Within the legal domain, there exist clear differences between the various types of law.
While procedural law denotes the body of law that prescribes rules, rights, and statutes governing the proceedings of a court of law in criminal, civil and administrative lawsuits, substantive law is basically a statutory law concerned with the legal relationship between people who are subject to the law and the state.
Procedural law is largely concerned with the steps which the criminal or civil suit passes through in a court of law, not mentioning that it creates the legal framework for the enforcement of law; however, substantive law deals with the structure and facts of the case, and also defines the rights and duties of individuals involved in the case.
In powers and application, procedural law has no independent powers and can be applied in non-legal contexts; however, substantive law has independent powers to decide the fate of a case and can only be applied within the legal context (Morrison & Brennan, 1996).
An example of substantive law is how degrees of guilt is defined and conceptualized depending upon the circumstances that made a rapist to defile a minor and whether the act of rape was predetermined or spontaneous.
A classic example of procedural law is the time-frame allowed for relatives of the rape victim (plaintiffs) to sue the rapist (defendant) and the rules, rights, and privileges governing the process of the criminal lawsuit.
There exist marked differences between criminal law and civil law.
While criminal law is essentially the body of laws concerned with crime and the legal punishment of criminal offenses, civil law is concerned with disputes between people, entities, or between the two, in which fair compensation is awarded to the aggrieved party.
In criminal law, the state must proof beyond a reasonable doubt that the defendant perpetuated the criminal offense.
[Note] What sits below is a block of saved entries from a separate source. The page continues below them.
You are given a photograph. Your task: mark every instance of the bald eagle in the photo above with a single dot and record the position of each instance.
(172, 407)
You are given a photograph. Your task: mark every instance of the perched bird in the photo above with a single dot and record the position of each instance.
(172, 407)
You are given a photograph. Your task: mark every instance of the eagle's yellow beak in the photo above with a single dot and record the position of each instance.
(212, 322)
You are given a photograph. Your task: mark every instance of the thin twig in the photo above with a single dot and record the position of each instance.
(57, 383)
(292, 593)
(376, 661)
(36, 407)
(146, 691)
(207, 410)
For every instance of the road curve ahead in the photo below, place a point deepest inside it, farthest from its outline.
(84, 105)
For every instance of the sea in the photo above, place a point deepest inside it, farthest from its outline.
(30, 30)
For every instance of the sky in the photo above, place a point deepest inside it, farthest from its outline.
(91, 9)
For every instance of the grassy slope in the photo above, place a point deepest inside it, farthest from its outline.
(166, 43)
In civil law, however, the aggrieved party (plaintiff) must employ preponderance of evidence to prove to the jury that he or she has been wronged by the defendant.
While in criminal law a guilty defendant is punished by imprisonment and/or fines, the plaintiff in civil law normally receives some form of compensation (Morrison & Brennan, 1996). Murder or burglary proceedings fall under criminal law, while landlord-tenant disputes fall under civil law.
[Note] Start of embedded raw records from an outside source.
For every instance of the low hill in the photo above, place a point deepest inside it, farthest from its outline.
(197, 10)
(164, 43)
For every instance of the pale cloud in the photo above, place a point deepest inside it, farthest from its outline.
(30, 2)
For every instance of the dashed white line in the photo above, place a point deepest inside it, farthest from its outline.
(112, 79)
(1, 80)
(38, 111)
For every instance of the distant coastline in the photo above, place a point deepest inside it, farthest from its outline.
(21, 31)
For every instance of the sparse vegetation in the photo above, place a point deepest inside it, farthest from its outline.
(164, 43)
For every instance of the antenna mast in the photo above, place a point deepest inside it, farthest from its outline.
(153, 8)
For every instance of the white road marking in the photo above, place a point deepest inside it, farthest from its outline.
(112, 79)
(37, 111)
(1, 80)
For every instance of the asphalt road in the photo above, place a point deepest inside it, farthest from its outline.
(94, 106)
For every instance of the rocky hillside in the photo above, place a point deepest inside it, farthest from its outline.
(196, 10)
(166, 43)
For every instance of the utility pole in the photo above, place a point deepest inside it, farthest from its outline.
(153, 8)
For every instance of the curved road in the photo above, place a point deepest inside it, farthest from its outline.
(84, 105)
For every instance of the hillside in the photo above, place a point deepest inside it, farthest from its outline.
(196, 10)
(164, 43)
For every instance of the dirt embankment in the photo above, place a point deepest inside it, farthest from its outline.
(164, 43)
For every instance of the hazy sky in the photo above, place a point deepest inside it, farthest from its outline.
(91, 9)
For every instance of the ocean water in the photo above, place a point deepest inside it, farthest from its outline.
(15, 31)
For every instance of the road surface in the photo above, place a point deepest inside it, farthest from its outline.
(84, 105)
Both common law and statutory law are used to govern a country, but the former evolves with new decisions made by the jury in courts while the latter evolves in terms of new laws issued by various government agencies.
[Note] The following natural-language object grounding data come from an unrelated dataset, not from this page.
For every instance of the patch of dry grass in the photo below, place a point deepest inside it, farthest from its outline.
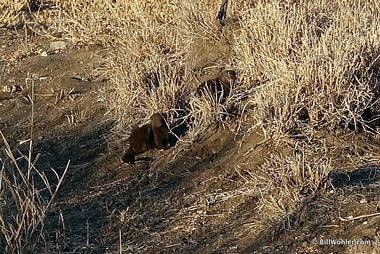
(303, 66)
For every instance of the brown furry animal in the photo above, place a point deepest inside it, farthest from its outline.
(219, 88)
(147, 137)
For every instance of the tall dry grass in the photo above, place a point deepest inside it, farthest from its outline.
(304, 66)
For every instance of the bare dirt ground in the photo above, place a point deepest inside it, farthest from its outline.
(188, 201)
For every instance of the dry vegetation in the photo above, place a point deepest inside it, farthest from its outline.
(308, 71)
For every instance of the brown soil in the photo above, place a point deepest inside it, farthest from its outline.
(188, 201)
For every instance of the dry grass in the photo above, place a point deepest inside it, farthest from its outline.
(26, 195)
(304, 66)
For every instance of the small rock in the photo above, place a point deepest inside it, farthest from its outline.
(58, 45)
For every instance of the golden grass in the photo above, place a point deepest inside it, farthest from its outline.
(302, 65)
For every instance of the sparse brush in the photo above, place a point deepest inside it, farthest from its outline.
(26, 195)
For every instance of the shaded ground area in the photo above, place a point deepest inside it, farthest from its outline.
(194, 199)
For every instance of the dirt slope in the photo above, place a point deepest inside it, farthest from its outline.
(193, 198)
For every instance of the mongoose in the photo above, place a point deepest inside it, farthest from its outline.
(147, 137)
(218, 88)
(160, 131)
Common law is procedural in operation and instructive in nature, while statutory law is substantive and prescriptive (Morrison & Brennan, 1996).
An example of common law is where a judge comes up with a new set of rules to convict a murderer upon reflection of individual decisions in multitudes of cases involving murder.
Conversely, an Act of parliament introducing a mandatory life sentence for raping underage girls can be deemed as statutory law.
Moving on, available literature demonstrates that the fifth and the fourteenth amendments were implemented in the United States to safeguard the rights of businesses and organizations (Arnheim, 2009).
The Fifth Amendment acknowledges that no private property shall be seized by the state for public use without just compensation and that business owners under sole proprietorship cannot be required to incriminate or testify against themselves if the subpoena names them as defendants.
The fourteenth amendment protecting the rights of businesses was implemented in the 1930s when drastic reinterpretations were made to allow the state legislature to effect economic regulations without regard to the issue of whether the organizations concerned were committed to the public interest (Arnheim, 2009).
Lastly, topics dealing with various types of law and their applications, in my view are easy. However, topics dealing with the various amendments to the U.S. Constitution and their applications in the real world are rather complicated.
The weekly topics are instrumental in widening the scope for the application of legal scholarship and theory into practice.
References
Arnheim, M. (2009). U.S. Constitution for dummies. Hoboken, NJ: Wiley Publishing, Inc.
Morrison, A. B. & Brennan, W. J. (1996). Fundamentals of American law. Oxford: Oxford University Press.